3.4 Double-Pass JSON Description

  • First Pass: Generates fields like mental_state, appearance, transition_vector, symbolic_element, comment, tension
  • Second Pass: Adds interpretive refinement using the first JSON as input context
  • Validator: Ensures schema compliance and structural completeness

3.5 Prompt Engineering Methodology

All prompts are crafted from a Mahāmudrā perspective on appearances, insight, and unfolding meaning. Classifier and descriptor prompts will evolve through experimentation and resonance testing. We avoid procedural logic wherever possible, preferring descriptor generation via LLM interpretive work.

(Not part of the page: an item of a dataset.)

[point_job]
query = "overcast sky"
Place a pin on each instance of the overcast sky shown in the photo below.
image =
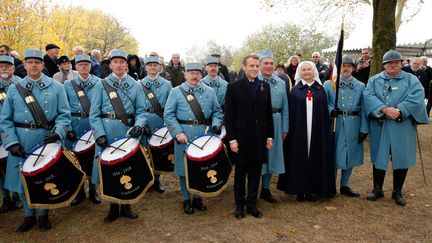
(169, 26)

3.6 Embedding and RAG Deployment

  • Embedding: ChromaDB, local vector storage under /mnt/RAG_VECTORS
  • Query UI: Flask-based frontend with local Mistral and optional OpenAI GPT-3.5 queries
  • Retrieval: Semantic meaning-space retrieval via vector similarity

4. Hardware Budget

The proposed system will run on a single research workstation:

  • Base: Dell Precision T5810 (existing)
  • Upgrade: RTX 5080 or 4080-class GPU (~£1200)
  • RAM: Upgrade to 128 GB (~£400)
  • Storage: 2 TB NVMe SSD + 4 TB HDD (~£400)
  • Other: Power supply, cooling, UPS (~£500)
  • Contingency + accessories: £500

Total Hardware Budget: ~£5,000

This will support local LLMs (Mistral 7B, Mixtral), embedding generation, and fast vector search.

5. Deliverables

  • Fully working RAG pipeline with segmentation, JSON descriptor generation, and query layer
  • Prompt libraries for classification and Mahāmudrā-based interpretation
  • Publicly accessible semantic interface (local or VPN access)
  • Evaluation of semantic coherence and retrieval quality
  • Companion technical report and reflective discussion

6. Timeline (12 months)

MonthMilestone
1–2Dataset assembly, cleaning, and classification prompt tuning
3–4Segmenter refinement and baseline descriptor pass (Mistral)
5–6Double-pass pipeline validation; prompt adjustment via resonance tests
7–8Embedding into ChromaDB and interface build
9–10Retrieval testing, live query trials, and schema iteration
11Final audit and evaluation report
12Paper submission and publication preparation

7. Relevance and Impact

This proof-of-principle study contributes to:

  • RAG interpretability in non-propositional domains
  • Low-cost, high-agency research tools for self-directed inquiry
  • Technical–contemplative integration of meaning models
  • Groundwork for AI mentors aligned with contemplative epistemology

It aligns with emerging interest in epistemic and ethical uses of AI (Andersen et al., 2023; Tsai et al., 2023).

References

  • Lewis, P. et al. (2020). Retrieval-augmented generation for knowledge-intensive NLP tasks. NeurIPS.
  • Reynolds, L., & McDonell, K. (2021). Prompt programming for large language models: Beyond the few-shot paradigm. arXiv:2102.07350.
  • Varela, F. J., Thompson, E., & Rosch, E. (1991). The Embodied Mind: Cognitive Science and Human Experience. MIT Press.
  • Wallace, B. A. (2006). The Attention Revolution: Unlocking the Power of the Focused Mind. Wisdom Publications.
  • Andersen, J., Chang, K., & Toner, H. (2023). Epistemic competence for trustworthy AI. AI & Society.
  • Tsai, J. Y., et al. (2023). Designing AI to align with epistemic values. Philosophy & Technology.